Das rassistische Attentat in Hanau und das antisemitische Attentat in Halle waren ausschlaggebend für seine Idee. Hinzu kommt der stetig steigende Rechtsruck in Deutschland und der damit Hand in Hand gehende Umgang mit Rechtsextremismus in unserer Gesellschaft. All das führt vor vier Jahren zum Beginn seiner Fotodokumentation.





Bilder © Olivia Rabe
Was im Alltag verborgen bleibt, darf niemals vergessen werden
Zu sehen ist ein gewöhnlicher Waldweg. Ein Weg den jede:r von uns täglich entlang gehen könnte ohne Hintergedanken, ohne dem Ganzen eine tiefere Bedeutung zu geben. Ein Gang durch die Galerie hat ebenso etwas Gewöhnliches an sich, bis der Inhalt einen neuen Blinkwinkel offenbart. In diesem Fall führt der Weg von Bild zu Bild dazu, dass die eigene Wahrnehmung des alltäglichen Lebens verändert wird. Das Zusammenspiel aus der Deutschlandkarte, dem Büchlein und den Fotografien führt beim Durchgehen zu einer Entwicklung der eigenen Emotionen und der Realisation, dass rechte Gewalt allgegenwärtig ist. Rechte Gewalt hat nie aufgehört, die Gesellschaft hat nur aufgehört hinzusehen. g
Viele schaffen die Ausstellung nicht in einem Durchgang. Die Schwere der Tatsachen und die Nähe zum eignen Leben fordern Pausen zum Verarbeiten und Durchatmen ein. Julius Schien will die Schicksale hinter den Statistiken wieder in den Vordergrund stellen und damit Bewusstsein schaffen sein eigenes Umfeld zu analysieren und rechte Strukturen im Alltag zu erkennen.

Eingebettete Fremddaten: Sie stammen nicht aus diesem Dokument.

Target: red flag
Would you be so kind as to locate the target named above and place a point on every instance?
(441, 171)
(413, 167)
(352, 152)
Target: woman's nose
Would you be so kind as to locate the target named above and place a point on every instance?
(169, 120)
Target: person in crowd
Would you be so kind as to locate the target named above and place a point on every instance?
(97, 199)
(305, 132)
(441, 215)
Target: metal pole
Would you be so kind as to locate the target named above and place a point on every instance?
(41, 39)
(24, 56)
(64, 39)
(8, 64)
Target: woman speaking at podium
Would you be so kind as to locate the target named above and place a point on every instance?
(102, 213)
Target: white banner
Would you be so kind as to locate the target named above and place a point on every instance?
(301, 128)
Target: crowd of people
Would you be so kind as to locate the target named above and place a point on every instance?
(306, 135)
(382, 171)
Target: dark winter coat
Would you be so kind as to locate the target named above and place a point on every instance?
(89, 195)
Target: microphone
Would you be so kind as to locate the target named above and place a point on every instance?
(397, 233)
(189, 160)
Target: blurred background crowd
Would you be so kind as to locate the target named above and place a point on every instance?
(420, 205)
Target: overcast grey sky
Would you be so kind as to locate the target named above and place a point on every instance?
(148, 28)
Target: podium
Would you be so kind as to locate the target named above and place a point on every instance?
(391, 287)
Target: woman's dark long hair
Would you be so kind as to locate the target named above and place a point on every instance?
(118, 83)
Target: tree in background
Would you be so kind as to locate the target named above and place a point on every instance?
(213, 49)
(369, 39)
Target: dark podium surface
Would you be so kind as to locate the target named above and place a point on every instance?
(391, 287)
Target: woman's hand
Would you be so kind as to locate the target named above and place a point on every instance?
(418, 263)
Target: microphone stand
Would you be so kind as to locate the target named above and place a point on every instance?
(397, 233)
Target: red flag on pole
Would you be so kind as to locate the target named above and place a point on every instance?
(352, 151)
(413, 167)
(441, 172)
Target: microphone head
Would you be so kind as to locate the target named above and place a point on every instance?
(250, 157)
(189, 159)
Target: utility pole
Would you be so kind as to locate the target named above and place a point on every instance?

Es ist ihm gelungen. Diese Konfrontation ist hart, aber wichtig, spätestens nach der Ausstellung sollte man die Augen nicht mehr verschließen.
Die Ausstellung kann noch bis zum 15. Juni im M26 (Maximilianstraße 26) angesehen werden. Am 14. Juni um 19 Uhr gibt es noch die Möglichkeit mit dem Fotografen Julius Schien ins Gespräch zu kommen.